For step function we can make use of the command cut()
which automatically assigns samples to intervals given a specific number of cutpoints. We can check how this works by executing the following line of code.
table(cut(x, 2))
##
## (1.69,19.9] (19.9,38]
## 430 76
What we see is that cut(x, 2)
automatically created the intervals \((1.69, 19.9]\) and (19.9, 38] for us. The command table()
tells us that 430 samples of x
fall within the first interval and that 76 samples fall within the second interval.
So, we can use cut()
within lm()
to easily fit regression models with step functions. Below we consider 4 models with 2, 3, 4 and 5 cutpoints.
step2 = lm(y ~ cut(x, 2))
step3 = lm(y ~ cut(x, 3))
step4 = lm(y ~ cut(x, 4))
step5 = lm(y ~ cut(x, 5))
The analysis then is essentially the same as previously. The following code produces the 2 by 2 plot of the fitted lines of the four models.
pred2 = predict(step2, newdata = list(x = sort(x)), se = TRUE)
pred3 = predict(step3, newdata = list(x = sort(x)), se = TRUE)
pred4 = predict(step4, newdata = list(x = sort(x)), se = TRUE)
pred5 = predict(step5, newdata = list(x = sort(x)), se = TRUE)
se.bands2 = cbind(pred2$fit + 2*pred2$se.fit, pred2$fit-2*pred2$se.fit)
se.bands3 = cbind(pred3$fit + 2*pred3$se.fit, pred3$fit-2*pred3$se.fit)
se.bands4 = cbind(pred4$fit + 2*pred4$se.fit, pred4$fit-2*pred4$se.fit)

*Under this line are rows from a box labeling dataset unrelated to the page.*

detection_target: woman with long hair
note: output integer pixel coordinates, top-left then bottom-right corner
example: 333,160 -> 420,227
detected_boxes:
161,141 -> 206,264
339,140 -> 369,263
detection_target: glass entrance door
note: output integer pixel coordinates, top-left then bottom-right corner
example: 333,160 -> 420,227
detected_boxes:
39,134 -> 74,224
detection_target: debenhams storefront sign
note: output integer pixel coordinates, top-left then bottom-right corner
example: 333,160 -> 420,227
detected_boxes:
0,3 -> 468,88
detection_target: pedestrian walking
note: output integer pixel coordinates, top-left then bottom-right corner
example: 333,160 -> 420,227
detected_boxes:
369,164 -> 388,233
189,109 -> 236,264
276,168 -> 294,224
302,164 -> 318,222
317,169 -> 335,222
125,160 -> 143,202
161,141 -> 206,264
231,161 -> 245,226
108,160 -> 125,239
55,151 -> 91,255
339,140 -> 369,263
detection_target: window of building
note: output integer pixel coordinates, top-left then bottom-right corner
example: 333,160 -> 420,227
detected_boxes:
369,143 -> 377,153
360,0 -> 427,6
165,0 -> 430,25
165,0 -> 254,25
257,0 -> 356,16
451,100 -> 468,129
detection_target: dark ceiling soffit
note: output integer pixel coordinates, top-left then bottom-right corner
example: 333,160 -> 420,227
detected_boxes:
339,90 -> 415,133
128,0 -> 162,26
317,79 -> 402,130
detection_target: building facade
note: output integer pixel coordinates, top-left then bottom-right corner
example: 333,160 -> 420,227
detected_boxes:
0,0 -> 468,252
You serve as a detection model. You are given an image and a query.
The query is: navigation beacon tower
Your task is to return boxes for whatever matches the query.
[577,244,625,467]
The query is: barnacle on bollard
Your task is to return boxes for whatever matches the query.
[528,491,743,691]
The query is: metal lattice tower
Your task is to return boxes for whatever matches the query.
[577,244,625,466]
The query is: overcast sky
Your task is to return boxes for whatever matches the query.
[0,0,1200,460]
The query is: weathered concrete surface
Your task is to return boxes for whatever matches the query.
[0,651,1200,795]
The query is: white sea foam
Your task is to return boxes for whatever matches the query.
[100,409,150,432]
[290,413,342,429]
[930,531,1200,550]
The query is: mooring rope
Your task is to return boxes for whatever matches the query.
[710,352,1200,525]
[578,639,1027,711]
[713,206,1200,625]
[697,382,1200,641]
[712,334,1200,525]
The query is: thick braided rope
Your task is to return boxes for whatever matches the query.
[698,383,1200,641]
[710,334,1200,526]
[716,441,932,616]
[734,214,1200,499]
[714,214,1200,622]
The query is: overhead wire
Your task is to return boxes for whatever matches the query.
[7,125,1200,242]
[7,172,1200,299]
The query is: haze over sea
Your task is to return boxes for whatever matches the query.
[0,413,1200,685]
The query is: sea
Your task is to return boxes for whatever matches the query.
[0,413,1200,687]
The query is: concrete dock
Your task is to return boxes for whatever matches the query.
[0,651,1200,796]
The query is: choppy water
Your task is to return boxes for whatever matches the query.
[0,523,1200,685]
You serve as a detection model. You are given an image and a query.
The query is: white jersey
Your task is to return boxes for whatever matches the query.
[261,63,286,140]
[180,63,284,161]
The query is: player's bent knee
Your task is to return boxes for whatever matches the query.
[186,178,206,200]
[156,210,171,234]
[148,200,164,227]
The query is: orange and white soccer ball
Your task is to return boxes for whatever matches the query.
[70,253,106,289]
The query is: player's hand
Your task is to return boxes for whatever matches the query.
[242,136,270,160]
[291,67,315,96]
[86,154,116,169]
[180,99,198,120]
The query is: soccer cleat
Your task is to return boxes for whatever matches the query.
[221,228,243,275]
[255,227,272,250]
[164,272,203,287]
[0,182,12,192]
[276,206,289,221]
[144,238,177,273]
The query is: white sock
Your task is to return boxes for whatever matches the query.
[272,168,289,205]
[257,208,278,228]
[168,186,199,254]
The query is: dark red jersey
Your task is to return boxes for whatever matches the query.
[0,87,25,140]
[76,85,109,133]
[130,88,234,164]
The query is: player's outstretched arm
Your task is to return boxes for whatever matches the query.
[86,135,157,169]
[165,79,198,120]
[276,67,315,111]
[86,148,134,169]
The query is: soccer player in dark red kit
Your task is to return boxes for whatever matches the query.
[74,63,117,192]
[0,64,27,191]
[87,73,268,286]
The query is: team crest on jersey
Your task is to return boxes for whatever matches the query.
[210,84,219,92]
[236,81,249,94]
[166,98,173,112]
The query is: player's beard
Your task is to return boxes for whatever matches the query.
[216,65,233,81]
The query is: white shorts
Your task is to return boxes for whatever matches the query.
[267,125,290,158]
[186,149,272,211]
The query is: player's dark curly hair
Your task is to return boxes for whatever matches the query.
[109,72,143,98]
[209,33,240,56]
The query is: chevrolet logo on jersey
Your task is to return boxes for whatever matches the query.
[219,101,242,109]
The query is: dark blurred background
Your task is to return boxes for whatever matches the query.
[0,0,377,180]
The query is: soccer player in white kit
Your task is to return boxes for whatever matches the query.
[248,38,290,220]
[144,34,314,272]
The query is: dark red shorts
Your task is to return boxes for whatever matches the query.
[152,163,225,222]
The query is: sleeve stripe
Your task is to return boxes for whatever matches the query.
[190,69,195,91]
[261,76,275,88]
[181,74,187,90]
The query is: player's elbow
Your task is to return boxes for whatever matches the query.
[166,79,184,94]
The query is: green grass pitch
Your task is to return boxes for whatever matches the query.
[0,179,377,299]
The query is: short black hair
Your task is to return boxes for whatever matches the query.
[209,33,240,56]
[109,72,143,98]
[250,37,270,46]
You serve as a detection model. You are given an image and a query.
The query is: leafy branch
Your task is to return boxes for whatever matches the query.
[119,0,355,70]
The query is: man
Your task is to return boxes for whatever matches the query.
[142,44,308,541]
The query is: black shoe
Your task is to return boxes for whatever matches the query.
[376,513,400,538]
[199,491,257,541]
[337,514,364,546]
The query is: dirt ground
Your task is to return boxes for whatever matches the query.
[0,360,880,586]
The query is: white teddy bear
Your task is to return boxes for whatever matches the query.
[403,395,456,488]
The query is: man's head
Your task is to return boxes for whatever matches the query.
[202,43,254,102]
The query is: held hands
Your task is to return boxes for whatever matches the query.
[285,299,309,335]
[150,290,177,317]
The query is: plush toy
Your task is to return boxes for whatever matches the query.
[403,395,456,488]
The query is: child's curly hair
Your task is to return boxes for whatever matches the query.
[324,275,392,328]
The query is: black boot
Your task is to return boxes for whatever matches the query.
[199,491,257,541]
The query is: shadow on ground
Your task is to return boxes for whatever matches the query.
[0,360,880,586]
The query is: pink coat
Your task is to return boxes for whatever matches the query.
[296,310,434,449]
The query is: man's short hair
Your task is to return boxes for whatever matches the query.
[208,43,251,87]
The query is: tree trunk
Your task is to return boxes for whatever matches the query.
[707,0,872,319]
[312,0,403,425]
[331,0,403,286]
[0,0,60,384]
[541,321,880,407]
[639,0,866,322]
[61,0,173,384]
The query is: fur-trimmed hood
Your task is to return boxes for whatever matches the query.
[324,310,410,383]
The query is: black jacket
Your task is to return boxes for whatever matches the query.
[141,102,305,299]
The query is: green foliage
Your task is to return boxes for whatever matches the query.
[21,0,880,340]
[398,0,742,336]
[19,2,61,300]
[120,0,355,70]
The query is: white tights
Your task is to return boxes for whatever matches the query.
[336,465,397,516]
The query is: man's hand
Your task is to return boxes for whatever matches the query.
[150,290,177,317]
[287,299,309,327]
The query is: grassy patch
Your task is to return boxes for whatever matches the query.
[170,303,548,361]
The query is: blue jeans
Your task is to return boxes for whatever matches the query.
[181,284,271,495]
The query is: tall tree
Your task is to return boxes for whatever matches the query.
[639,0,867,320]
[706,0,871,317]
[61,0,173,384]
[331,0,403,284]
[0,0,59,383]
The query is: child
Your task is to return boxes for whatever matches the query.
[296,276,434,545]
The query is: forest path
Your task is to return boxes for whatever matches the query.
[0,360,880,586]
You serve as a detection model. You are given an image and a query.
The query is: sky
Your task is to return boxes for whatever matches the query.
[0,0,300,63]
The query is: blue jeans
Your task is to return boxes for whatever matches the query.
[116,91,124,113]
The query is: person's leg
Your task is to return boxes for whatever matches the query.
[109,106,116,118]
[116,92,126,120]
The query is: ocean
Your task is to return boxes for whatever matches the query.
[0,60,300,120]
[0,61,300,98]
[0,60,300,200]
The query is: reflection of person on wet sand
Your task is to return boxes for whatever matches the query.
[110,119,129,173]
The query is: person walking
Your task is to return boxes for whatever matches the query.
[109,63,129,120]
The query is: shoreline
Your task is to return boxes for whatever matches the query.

se.bands5 = cbind(pred5$fit + 2*pred5$se.fit, pred5$fit-2*pred5$se.fit)
par(mfrow = c(2,2))
plot(x, y, cex.lab = 1.1, col="darkgrey", xlab = x.lab, ylab = y.lab,
main = "2 cutoffs", bty = 'l')
lines(sort(x), pred2$fit, lwd = 2, col = "red")
matlines(sort(x), se.bands2, lwd = 1.4, col = "red", lty = 3)
plot(x, y, cex.lab = 1.1, col="darkgrey", xlab = x.lab, ylab = y.lab,
main = "3 cutoffs", bty = 'l')
lines(sort(x), pred3$fit, lwd = 2, col = "darkviolet")
matlines(sort(x), se.bands3, lwd = 1.4, col = "darkviolet", lty = 3)
plot(x, y, cex.lab = 1.1, col="darkgrey", xlab = x.lab, ylab = y.lab,
main = "4 cutoffs", bty = 'l')
lines(sort(x), pred4$fit, lwd = 2, col = "blue")
matlines(sort(x), se.bands4, lwd = 1.4, col = "blue", lty = 3)
plot(x, y, cex.lab = 1.1, col="darkgrey", xlab = x.lab, ylab = y.lab,
main = "5 cutoffs", bty = 'l')
lines(sort(x), pred5$fit, lwd = 2, col = "black")
matlines(sort(x), se.bands5, lwd = 1.4, col = "black", lty = 3)
Note that we do not necessarily need to rely on the automatic selections of cutpoints used by cut()
. We can define the intervals if we want to. For instance, if we want cutpoints at 10, 20 and 30 we can do the following
range(x)
## [1] 1.73 37.97
breaks4 = c(min(x), 10, 20, 30, max(x))
table(cut(x, breaks = breaks4))
##
## (1.73,10] (10,20] (20,30] (30,38]
## 218 213 62 12
Then our model would be:
step.new4 = lm(y ~ cut(x, breaks = breaks4))
summary(step.new4)
##
## Call:
## lm(formula = y ~ cut(x, breaks = breaks4))
##
## Residuals:
## Min 1Q Median 3Q Max
## -17.4803 -4.6239 -0.4239 2.8968 20.6197
##
## Coefficients:
## Estimate Std. Error t value Pr(>|t|)
## (Intercept) 29.3803 0.4415 66.540 <2e-16 ***
## cut(x, breaks = breaks4)(10,20] -10.4563 0.6281 -16.648 <2e-16 ***
## cut(x, breaks = breaks4)(20,30] -16.6770 0.9383 -17.773 <2e-16 ***
## cut(x, breaks = breaks4)(30,38] -18.6886 1.9331 -9.668 <2e-16 ***
## ---
## Signif. codes: 0 '***' 0.001 '**' 0.01 '*' 0.05 '.' 0.1 ' ' 1
##
## Residual standard error: 6.519 on 501 degrees of freedom
## (1 observation deleted due to missingness)
## Multiple R-squared: 0.4925, Adjusted R-squared: 0.4895
## F-statistic: 162.1 on 3 and 501 DF, p-value: < 2.2e-16
The relationship between predictor indus
and medv
also looks interesting. Predictor indus
is the proportion of non-retail business acres per town. First plot the variables to see how the relationship between indus
and medv
looks like. Then analyse the data. Feel free to select between polynomials and step functions (of course you can experiment with both if you have time). If you use step functions you can also define the intervals manually. Use ANOVA to decide which model fits the data best. For the logistic analysis you may choose any threshold point that seems appropriate.